The free plan covers 200 transactions. That sits between Recap’s 50 and Koinly’s 10,000, but CoinTracking’s free plan includes more analysis features. You get historical balance charts, realised versus unrealised gains per coin, and detailed trade statistics. If you want to understand your trading performance alongside your tax obligations, CoinTracking gives you more data than anyone else.
The interface is more complex than Koinly or Recap. CoinTracking was designed for power users, and it shows. The learning curve is steeper, the dashboard has more options, and the import process requires more manual configuration. If you have thousands of transactions across dozens of platforms, the depth pays off. If you have 50 trades on Coinbase, it is overkill.
DeFi support is moderate. It handles staking and basic DeFi interactions but does not match Koinly’s 7,200 protocol coverage. Complex LP positions and yield farming may need manual tagging. NFT support exists but is not as polished as Koinly’s.
Best for: Active UK traders who want deep portfolio analytics alongside HMRC tax reporting.
Which Tool Should You Choose?
For most UK crypto users, Koinly is the best option.
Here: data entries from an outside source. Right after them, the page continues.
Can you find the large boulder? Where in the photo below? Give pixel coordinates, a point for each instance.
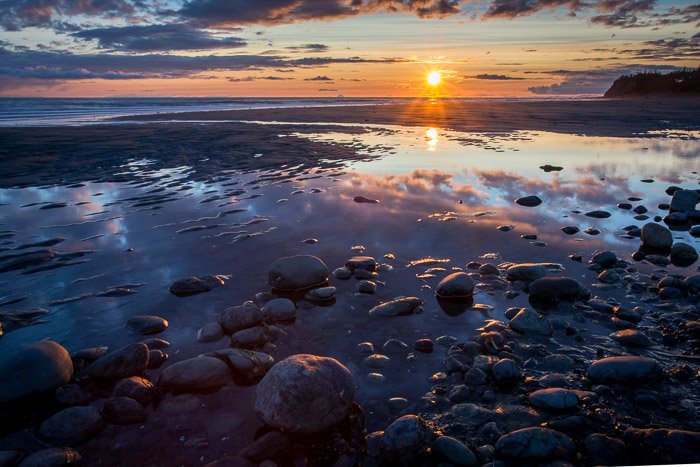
(305, 394)
(300, 272)
(38, 368)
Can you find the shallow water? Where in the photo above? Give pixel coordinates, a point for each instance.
(441, 193)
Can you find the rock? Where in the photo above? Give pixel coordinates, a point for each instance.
(146, 325)
(656, 237)
(603, 450)
(397, 307)
(305, 394)
(71, 426)
(554, 399)
(54, 457)
(631, 338)
(269, 446)
(122, 410)
(195, 285)
(297, 273)
(131, 360)
(449, 449)
(548, 291)
(627, 370)
(406, 438)
(529, 201)
(35, 369)
(201, 374)
(683, 255)
(530, 322)
(535, 444)
(135, 387)
(664, 446)
(527, 272)
(240, 317)
(361, 262)
(279, 309)
(210, 332)
(683, 201)
(506, 371)
(456, 285)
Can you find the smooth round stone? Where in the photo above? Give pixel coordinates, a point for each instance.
(130, 360)
(456, 285)
(122, 410)
(39, 368)
(71, 426)
(200, 374)
(529, 201)
(532, 444)
(53, 457)
(554, 399)
(210, 332)
(406, 437)
(628, 370)
(279, 309)
(297, 273)
(145, 324)
(451, 450)
(305, 394)
(656, 236)
(367, 287)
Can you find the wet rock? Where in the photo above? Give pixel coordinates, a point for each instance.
(195, 285)
(456, 285)
(135, 387)
(506, 371)
(406, 438)
(397, 307)
(122, 410)
(548, 291)
(528, 321)
(35, 369)
(145, 324)
(527, 272)
(656, 237)
(367, 263)
(53, 457)
(201, 374)
(446, 448)
(210, 332)
(240, 317)
(529, 201)
(627, 370)
(71, 426)
(535, 444)
(300, 272)
(631, 338)
(131, 360)
(664, 446)
(305, 394)
(604, 450)
(268, 446)
(554, 399)
(279, 309)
It has the widest exchange support, the best DeFi coverage, and the most affordable paid plans. The free preview is detailed enough to give you a clear picture of your tax liability before you commit.
If you have a simple portfolio with fewer than 50 trades on one or two exchanges, Recap is the easiest choice. The UK-only focus means everything is tailored to HMRC and the interface is friendlier for beginners.
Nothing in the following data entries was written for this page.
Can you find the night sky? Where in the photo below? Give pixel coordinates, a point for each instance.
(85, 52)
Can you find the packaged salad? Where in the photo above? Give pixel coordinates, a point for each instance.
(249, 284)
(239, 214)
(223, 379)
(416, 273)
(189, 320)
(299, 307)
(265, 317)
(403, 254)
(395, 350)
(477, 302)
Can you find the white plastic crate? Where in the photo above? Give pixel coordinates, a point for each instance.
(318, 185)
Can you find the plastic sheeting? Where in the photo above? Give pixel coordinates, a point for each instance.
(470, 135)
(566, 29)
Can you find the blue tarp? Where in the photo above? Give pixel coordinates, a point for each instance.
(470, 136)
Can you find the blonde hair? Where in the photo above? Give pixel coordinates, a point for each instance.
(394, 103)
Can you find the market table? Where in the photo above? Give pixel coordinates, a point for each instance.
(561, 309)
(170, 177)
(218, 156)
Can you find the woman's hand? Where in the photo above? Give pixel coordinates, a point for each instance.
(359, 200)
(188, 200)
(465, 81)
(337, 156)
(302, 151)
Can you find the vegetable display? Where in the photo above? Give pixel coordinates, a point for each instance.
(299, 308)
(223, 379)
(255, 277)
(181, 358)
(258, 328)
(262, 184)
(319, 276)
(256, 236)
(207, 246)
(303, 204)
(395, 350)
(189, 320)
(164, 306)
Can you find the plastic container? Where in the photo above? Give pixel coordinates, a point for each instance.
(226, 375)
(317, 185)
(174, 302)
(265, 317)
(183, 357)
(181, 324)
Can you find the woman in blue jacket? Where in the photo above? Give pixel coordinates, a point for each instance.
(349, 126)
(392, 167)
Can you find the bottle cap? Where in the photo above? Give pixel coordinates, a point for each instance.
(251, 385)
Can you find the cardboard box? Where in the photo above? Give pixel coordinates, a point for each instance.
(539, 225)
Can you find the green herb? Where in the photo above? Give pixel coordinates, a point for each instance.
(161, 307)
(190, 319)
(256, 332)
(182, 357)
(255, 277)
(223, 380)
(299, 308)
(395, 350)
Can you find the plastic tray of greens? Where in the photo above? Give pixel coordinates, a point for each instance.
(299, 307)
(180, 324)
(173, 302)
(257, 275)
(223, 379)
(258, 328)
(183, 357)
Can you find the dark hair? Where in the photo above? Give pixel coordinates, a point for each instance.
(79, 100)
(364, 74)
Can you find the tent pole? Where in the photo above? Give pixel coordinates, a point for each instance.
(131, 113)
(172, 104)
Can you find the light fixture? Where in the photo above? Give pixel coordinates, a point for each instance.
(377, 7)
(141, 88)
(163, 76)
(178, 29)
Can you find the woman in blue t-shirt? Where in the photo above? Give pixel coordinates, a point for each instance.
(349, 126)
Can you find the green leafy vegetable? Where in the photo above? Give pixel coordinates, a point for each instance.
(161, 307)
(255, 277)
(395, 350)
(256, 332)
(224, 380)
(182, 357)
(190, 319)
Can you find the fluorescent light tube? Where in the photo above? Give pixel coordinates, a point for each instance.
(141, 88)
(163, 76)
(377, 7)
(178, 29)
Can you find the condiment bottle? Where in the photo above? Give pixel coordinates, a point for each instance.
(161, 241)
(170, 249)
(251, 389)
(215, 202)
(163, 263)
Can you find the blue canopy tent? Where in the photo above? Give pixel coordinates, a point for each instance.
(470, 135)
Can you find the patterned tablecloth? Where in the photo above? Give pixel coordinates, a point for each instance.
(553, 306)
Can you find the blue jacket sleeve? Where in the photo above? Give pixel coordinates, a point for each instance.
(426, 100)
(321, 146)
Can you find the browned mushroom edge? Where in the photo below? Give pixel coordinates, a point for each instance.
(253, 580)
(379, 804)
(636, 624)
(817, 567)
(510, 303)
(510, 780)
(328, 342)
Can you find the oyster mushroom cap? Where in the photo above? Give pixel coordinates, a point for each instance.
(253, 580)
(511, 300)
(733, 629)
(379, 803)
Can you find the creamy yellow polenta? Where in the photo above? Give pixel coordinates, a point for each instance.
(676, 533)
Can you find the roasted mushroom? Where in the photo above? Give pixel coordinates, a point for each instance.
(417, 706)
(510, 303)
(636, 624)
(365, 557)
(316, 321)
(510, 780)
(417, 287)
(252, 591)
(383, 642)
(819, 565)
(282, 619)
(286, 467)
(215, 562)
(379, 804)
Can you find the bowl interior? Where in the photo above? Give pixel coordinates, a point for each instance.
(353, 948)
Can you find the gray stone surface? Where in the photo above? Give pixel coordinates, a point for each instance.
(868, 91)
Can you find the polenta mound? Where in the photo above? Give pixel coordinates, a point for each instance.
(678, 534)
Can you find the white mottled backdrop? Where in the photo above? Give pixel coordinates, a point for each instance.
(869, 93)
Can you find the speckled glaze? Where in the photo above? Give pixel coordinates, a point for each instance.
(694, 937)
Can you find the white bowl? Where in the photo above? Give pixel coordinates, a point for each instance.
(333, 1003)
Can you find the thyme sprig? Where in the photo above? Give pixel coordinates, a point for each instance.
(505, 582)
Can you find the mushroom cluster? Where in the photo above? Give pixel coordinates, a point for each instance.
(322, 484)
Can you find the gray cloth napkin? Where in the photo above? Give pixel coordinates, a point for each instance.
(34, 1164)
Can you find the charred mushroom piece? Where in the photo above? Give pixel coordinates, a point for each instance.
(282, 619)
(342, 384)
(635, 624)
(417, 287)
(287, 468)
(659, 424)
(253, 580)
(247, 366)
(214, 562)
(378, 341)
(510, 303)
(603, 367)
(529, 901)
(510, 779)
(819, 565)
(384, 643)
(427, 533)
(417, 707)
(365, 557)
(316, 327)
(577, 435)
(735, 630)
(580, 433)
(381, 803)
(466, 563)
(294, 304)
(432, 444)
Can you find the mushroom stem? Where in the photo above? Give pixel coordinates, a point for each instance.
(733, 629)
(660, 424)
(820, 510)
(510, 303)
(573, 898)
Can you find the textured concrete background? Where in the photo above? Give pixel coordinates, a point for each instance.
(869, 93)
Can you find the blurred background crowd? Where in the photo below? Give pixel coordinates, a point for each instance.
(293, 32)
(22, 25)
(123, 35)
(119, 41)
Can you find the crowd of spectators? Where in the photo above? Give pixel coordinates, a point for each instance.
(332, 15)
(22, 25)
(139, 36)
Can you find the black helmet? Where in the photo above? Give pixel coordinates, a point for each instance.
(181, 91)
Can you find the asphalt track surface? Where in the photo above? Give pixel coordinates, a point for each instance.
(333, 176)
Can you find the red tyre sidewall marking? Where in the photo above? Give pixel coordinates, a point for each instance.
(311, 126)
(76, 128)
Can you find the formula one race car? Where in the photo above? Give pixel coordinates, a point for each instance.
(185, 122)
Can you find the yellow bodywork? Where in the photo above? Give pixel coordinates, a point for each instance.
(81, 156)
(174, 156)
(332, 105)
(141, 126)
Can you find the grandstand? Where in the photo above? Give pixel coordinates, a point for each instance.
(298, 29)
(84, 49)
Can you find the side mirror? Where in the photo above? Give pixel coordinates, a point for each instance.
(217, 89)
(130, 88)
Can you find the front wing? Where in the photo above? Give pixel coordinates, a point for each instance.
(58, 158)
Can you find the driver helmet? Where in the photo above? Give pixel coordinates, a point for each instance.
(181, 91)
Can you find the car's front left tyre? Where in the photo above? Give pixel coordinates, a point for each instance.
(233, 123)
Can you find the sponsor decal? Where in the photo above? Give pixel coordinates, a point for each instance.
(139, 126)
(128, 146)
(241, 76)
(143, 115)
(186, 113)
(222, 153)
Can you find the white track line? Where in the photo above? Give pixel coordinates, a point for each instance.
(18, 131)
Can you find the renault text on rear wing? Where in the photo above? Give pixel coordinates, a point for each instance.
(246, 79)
If you are an active trader who wants detailed analytics and performance data alongside your tax reports, CoinTracking offers the deepest feature set.
One tip for everyone: start importing early. Do not wait until January 30 to discover that half your exchanges need manual CSV uploads. Connect your accounts now, let the tool import your history, and fix any classification errors while you still have time. HMRC’s late filing penalties start at £100 and add £10 per day after three months. A few hours of setup now saves real money later.
Frequently Asked Questions
Do I need to pay for crypto tax software in the UK?
Free plans let you import transactions and preview your tax liability. But downloading the HMRC-compatible report for Self Assessment usually requires a paid plan. Koinly starts at £39 per year, CoinTracking at £49, and Recap at £149. If your portfolio is very simple, you may be able to transfer the numbers manually from the free preview.
Which crypto tax tool is best for HMRC compliance?
All three tools we reviewed produce SA108-compatible capital gains reports. Koinly and Recap both automatically apply UK share pooling rules. For most UK users, Koinly offers the best balance of HMRC compliance, exchange support, and price.
Is crypto staking taxed in the UK?
Yes. HMRC treats staking rewards as miscellaneous income at the time you receive them, taxed at your income tax rate. When you later sell the staked tokens, any gain is subject to Capital Gains Tax. All three tools we reviewed automatically classify staking income separately from capital gains.
Disclaimer: This article is for informational purposes only and does not constitute financial, investment, or legal advice. Tax treatment depends on individual circumstances and may change. Always consult a qualified tax professional before acting on any information. Fee data is based on publicly available pricing as of April 2026.